For such moving averages, time windows of almost arbitrary length can be used. It is not necessary to store all flows for a period of time. Only two values need to be stored - the number of bytes or packets in the window and the time of the last update

But if you use very large windows and high traffic, then you can lose precision. In the collector there is a possibility to increase the precision head-on - you can use __float128 instead of the machine double. To do this, you need to change the value of MAVG_TYPE in the file monit-objects.h

IP lists

Network lists are stored as a bitwise trie. It may not be the fastest storage method, but it is quite simple and efficient. The lists can store many networks, both IPv4 and IPv6.

GeoIP and AS databases

The correspondence between IP networks and GeoIP/AS data is also stored as a bitwise trie. Different trees are created for IPv4 and IPv6.
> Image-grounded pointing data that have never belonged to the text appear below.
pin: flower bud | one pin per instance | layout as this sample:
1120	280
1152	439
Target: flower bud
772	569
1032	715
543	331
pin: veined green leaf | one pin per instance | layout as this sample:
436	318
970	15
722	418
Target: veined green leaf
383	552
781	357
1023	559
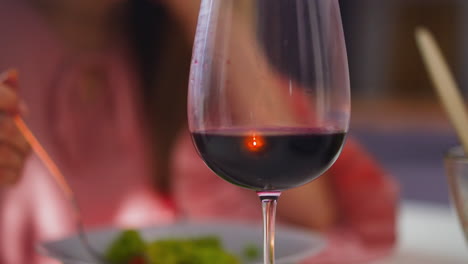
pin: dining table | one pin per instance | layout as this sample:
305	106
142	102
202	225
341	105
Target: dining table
429	233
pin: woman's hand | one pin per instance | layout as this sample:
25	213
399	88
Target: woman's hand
13	146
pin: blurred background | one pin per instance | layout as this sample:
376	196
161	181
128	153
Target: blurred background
396	113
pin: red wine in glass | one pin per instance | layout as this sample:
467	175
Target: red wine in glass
268	159
269	95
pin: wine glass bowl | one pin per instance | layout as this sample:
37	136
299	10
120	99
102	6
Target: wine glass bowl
269	97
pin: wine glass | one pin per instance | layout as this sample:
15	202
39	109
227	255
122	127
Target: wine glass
269	97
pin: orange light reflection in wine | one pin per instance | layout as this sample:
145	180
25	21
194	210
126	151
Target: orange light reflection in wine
255	142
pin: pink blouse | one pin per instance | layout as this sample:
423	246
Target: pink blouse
97	138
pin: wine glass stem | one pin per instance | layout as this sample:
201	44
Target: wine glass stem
269	201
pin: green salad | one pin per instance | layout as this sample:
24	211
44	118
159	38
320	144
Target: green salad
130	248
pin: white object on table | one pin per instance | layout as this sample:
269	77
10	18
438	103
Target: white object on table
428	234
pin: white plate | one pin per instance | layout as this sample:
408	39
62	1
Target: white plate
292	245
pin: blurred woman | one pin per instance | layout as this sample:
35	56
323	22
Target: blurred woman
104	83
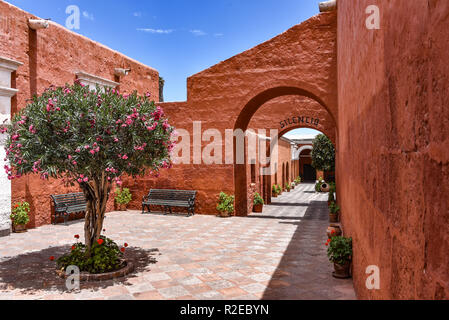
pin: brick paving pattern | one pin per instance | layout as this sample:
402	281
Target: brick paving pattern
279	254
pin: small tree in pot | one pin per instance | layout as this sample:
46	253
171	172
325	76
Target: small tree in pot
258	203
90	138
274	190
225	205
20	216
123	197
334	211
340	253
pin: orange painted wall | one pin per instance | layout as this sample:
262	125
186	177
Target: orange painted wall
393	159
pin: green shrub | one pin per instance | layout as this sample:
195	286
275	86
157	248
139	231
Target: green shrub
123	196
331	197
20	213
323	154
225	204
279	189
340	250
258	199
106	257
334	208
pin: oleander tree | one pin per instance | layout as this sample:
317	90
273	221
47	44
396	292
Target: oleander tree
323	154
91	138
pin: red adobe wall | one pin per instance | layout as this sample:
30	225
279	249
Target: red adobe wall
292	112
393	159
300	61
52	56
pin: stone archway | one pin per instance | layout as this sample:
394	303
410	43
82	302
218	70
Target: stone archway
242	203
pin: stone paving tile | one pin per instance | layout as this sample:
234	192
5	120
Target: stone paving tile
279	254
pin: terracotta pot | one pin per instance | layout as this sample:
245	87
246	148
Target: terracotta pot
325	187
20	228
342	271
333	217
336	229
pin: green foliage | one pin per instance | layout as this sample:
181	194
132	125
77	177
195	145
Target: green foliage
278	189
340	250
79	134
106	257
323	154
123	196
258	199
20	213
161	89
334	208
225	204
331	197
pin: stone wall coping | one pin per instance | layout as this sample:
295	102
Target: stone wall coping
9	64
95	79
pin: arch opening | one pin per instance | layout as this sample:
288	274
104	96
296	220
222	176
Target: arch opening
243	203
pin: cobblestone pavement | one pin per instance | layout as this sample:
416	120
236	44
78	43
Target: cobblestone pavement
279	254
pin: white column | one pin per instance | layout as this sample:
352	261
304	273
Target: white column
7	66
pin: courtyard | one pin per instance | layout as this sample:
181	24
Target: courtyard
279	254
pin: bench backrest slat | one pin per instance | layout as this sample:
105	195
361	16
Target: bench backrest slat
172	195
69	199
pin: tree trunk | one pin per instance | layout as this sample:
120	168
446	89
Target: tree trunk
97	195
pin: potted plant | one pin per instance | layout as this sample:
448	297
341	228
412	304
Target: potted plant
318	184
123	197
334	230
20	216
331	198
274	191
340	253
325	187
279	189
225	205
334	210
258	203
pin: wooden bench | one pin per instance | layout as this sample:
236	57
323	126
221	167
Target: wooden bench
66	204
169	199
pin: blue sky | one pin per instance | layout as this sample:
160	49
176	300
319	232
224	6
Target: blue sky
178	37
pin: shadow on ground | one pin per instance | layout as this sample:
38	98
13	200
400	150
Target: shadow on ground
34	271
304	272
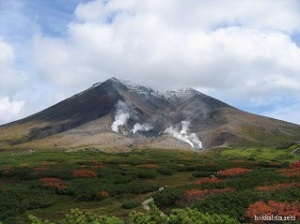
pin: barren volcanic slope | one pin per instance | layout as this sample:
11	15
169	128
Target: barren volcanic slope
116	115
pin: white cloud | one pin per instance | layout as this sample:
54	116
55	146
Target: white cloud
236	49
10	109
11	79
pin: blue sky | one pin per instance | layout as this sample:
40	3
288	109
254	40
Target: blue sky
245	53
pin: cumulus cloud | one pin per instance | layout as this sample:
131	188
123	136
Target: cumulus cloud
10	109
240	50
11	79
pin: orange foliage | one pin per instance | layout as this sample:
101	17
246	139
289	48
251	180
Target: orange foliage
232	172
84	174
98	166
277	186
53	182
207	180
41	168
196	194
273	208
294	172
295	165
147	165
104	194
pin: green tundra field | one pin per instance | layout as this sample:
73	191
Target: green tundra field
228	185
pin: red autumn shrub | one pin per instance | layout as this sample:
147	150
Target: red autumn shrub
294	172
277	186
84	174
295	165
104	194
207	180
147	165
273	208
53	183
232	172
196	194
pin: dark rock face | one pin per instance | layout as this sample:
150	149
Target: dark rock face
148	114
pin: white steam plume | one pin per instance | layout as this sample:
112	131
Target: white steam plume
141	127
121	117
184	135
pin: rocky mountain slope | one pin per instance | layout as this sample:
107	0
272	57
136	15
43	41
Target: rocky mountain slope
117	115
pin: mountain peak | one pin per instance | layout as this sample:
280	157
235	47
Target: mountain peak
113	113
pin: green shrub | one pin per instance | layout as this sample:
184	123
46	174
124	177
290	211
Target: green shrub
130	204
168	196
165	171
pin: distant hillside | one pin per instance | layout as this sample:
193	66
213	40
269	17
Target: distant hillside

There is a separate utility xemkgeodb for parsing CSV files and generating these trees (in the form of files). This two-step loading was done mainly for two reasons:

  • GeoIP database owners can change the format of their CSV files (and they have already done so). It’s better to know about this before loading data into the collector.
  • GeoIP databases can be quite large. On systems (or virtual machines) with a small amount of memory they are difficult to process. You can generate files on a computer with enough memory and place them on a server with a collector

The collector uses mmap() to map data files into memory and then processes requests. In this case, physical memory is used quite efficiently; only the necessary pages with data are read from the disk.

The xemkgeodb utility also builds a tree by mapping a file into memory. The algorithm is as follows: a large file is created (4G by default) and mapped into memory. A tree is built in this memory area; after the process is completed, the empty tail of the file is cut off.